Oman’s government is in no hurry to follow its peers across the Middle East who kicked off the year by offering new bonds at higher yields.
“We aren’t desperate to go early,” said Nasser al-Jashmi, the undersecretary at Oman’s Ministry of Finance. “Market conditions aren’t appropriate right now and we have flexibility within our funding plan,” he told Bloomberg last Wednesday on the sidelines of a meeting of Arab finance ministry officials.

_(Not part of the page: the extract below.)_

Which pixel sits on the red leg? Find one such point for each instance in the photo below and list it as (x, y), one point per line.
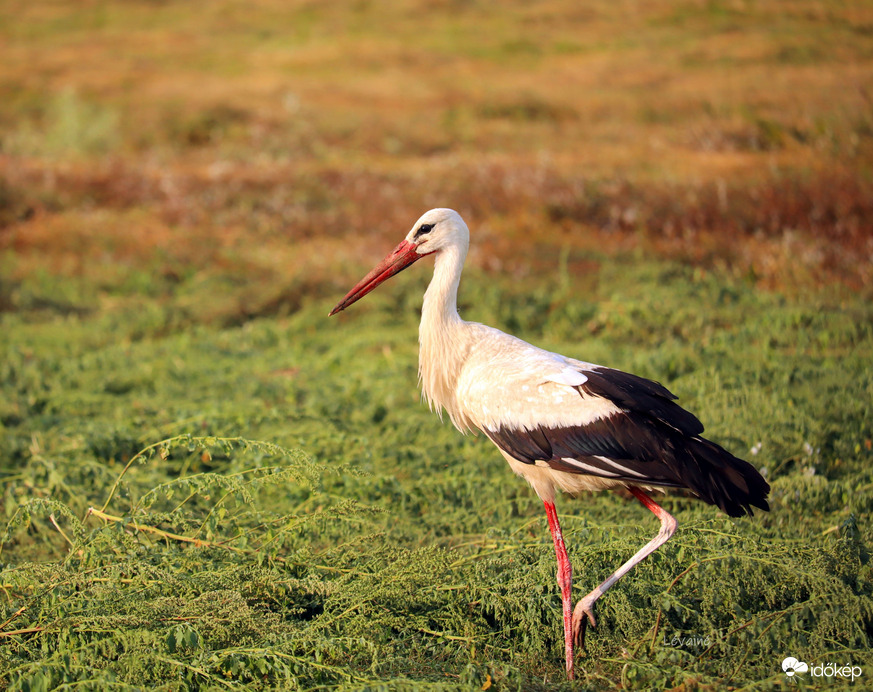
(584, 612)
(565, 581)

After ending a two-decade absence from international capital markets three years ago, Oman has grown increasingly reliant on borrowing amid efforts to reform its economy after oil prices collapsed in 2014. The Gulf nation, whose budget deficit is among the largest of all the sovereigns tracked by Fitch Ratings, is planning to raise 2.4bn rials ($6.2bn) internationally and at home this year to help fund most of its fiscal shortfall. It borrowed $8bn abroad in 2018, al-Jashmi said.
Turkey and Oman’s neighbour were the first in the Middle East to test the appetite for riskier assets last week after growing optimism about a slower path of interest-rate increases by the US Federal Reserve. The kingdom sold $7.5bn in dollar debt and Turkey issued $2bn of notes, with both pricing the bonds at a premium over existing curves.

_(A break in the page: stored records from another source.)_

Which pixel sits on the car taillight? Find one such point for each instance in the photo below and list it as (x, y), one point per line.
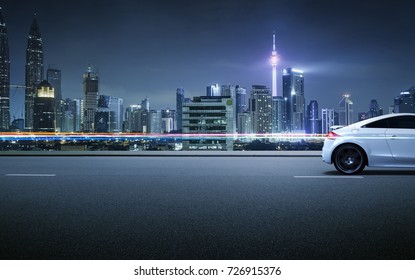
(331, 135)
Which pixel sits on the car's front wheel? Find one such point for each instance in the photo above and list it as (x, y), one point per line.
(349, 159)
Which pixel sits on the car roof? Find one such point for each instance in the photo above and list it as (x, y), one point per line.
(364, 122)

Oman will likely raise the money in the first and second halves of the year, “depending on market conditions,” according to al-Jashmi. It’s monitoring the situation and is talking to banks and advisers on the best time to issue, he said.
The yield on Oman’s bonds due 2028 has steadied near 7.2% after peaking at the start of 2019 at over 7.6%, the highest since the securities were sold a year earlier. S&P Global Ratings has Oman’s sovereign credit score two levels into junk with a stable outlook, while Moody’s Investors Service puts it at the lowest investment grade with a negative view.